3-6 juil. 2017 Université de Picardie Jules Verne - Pôle Arts - La Teinturerie - 30, rue des Teinturiers - AMIENS - Salle 304 (France)
La mise en scène de l'autorité : mener des entretiens filmés avec des élus locaux
Matthijs Gardenier  1@  
1 : Université Paul Valery Montpellier 3
Université Paul Valery Montpellier 3

Cette proposition de communication entend retranscrire des interrogations rencontrées au cours du tournage d'un documentaire à caractère sociologique, Amateurs d'ordre. Celui-ci a pour objectif de dresser un tableau des renouveaux du phénomène qu'est le vigilantisme en France[1].

Réalisé par Benoit Mars, il est produit par Acronyme Films et Pages et images, des sociétés de production montpelliéraines. Sous forme de série documentaire interactive, il sera diffusé sur Rue 89. L'auteur de cette contribution joue à la fois le rôle de producteur délégué et d'expert scientifique[2].

Le documentaire porte sur trois terrains différents : les groupes anti-migrants basés à Calais (Sauvons Calais et Calaisiens en colère), les groupes anti-zadistes de Sivens, et le phénomène des Voisins Vigilants dans le Sud de la France (Languedoc-Roussillon). Au cours du tournage, nous avons mené un certain nombre d'entretiens avec les pouvoirs publics, principalement des responsables de collectivités territoriales.
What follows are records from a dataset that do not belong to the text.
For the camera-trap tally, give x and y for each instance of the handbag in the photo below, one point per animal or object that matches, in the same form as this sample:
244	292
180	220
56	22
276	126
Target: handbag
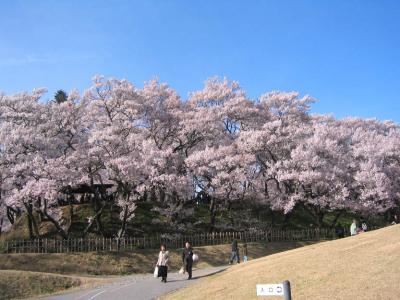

Dans cette communication, nous aimerions nous poser la question de comment mener les entretiens avec des représentants des pouvoirs publics. Nous avons ainsi rencontré avec plusieurs maires et adjoints au maire (Coulogne, Calais, Hénin-Beaumont Vendargues, etc.).

Nous avons pu dégager plusieurs enjeux. Nous nous retrouvons face à des professionnels de la parole qui veulent mettre en avant leur agenda, leurs actions, avant tout paraitre sous le meilleur jour possible.

Ainsi les techniques classiques d'entretien semi-directif ne fonctionnent pas de manière optimale. Lors d'un entretien avec le premier adjoint au maire de Calais (Emmanuel Agius), nous avons ainsi eu énormément de mal à arriver à le faire répondre aux questions. Celui-ci répondait « à côté » des questions et lorsque nous le laissions s'exprimer « librement », celui-ci amenait un discours formaté en répondant qu'assez peu à nos interrogations.

Nous adresserons aussi dans cette communication les éléments de mise en scène que les élus entendent amener lors des interviews : le positionnement vis-à-vis de la caméra, la mise en scène dans des bureaux luxueux et empreints de gravitas, le placement dans le champ de symboles républicains (drapeaux, bustes de Marianne) sont autant de manières d'acquérir une posture d'autorité vis-à-vis du spectateur, mais aussi du sociologue qui mène l'entretien.

Nous pourrons aussi classer les édiles rencontrés par rapport à leur professionnalisme à la caméra. A Calais et Hénin-Beaumont, nous avons affaire à des communicants dont les propos sont très mesurés alors que dans des plus petites communes ces techniques sont beaucoup moins manifestes.

Enfin nous poserons la question du rapport aux faits. Alors que des concepts tels que « post-vérité » et « fait alternatifs » alimentent des controverses médiatiques, nous retrouvons ces questionnements dans notre enquête de terrain, notamment en ce qui concerne les liens entre la mairie de Calais et le groupe anti-migrants Sauvons Calais.


[1]Nous reprenons la définition du vigilantisme de Favarel-Garrigues et Gayer qui le conçoivent comme « un certain nombre de pratiques collectives coercitives, mises en oeuvre par des acteurs non étatiques afin de faire respecter certaines normes (sociales ou juridiques) et/ou d'exercer la « justice »».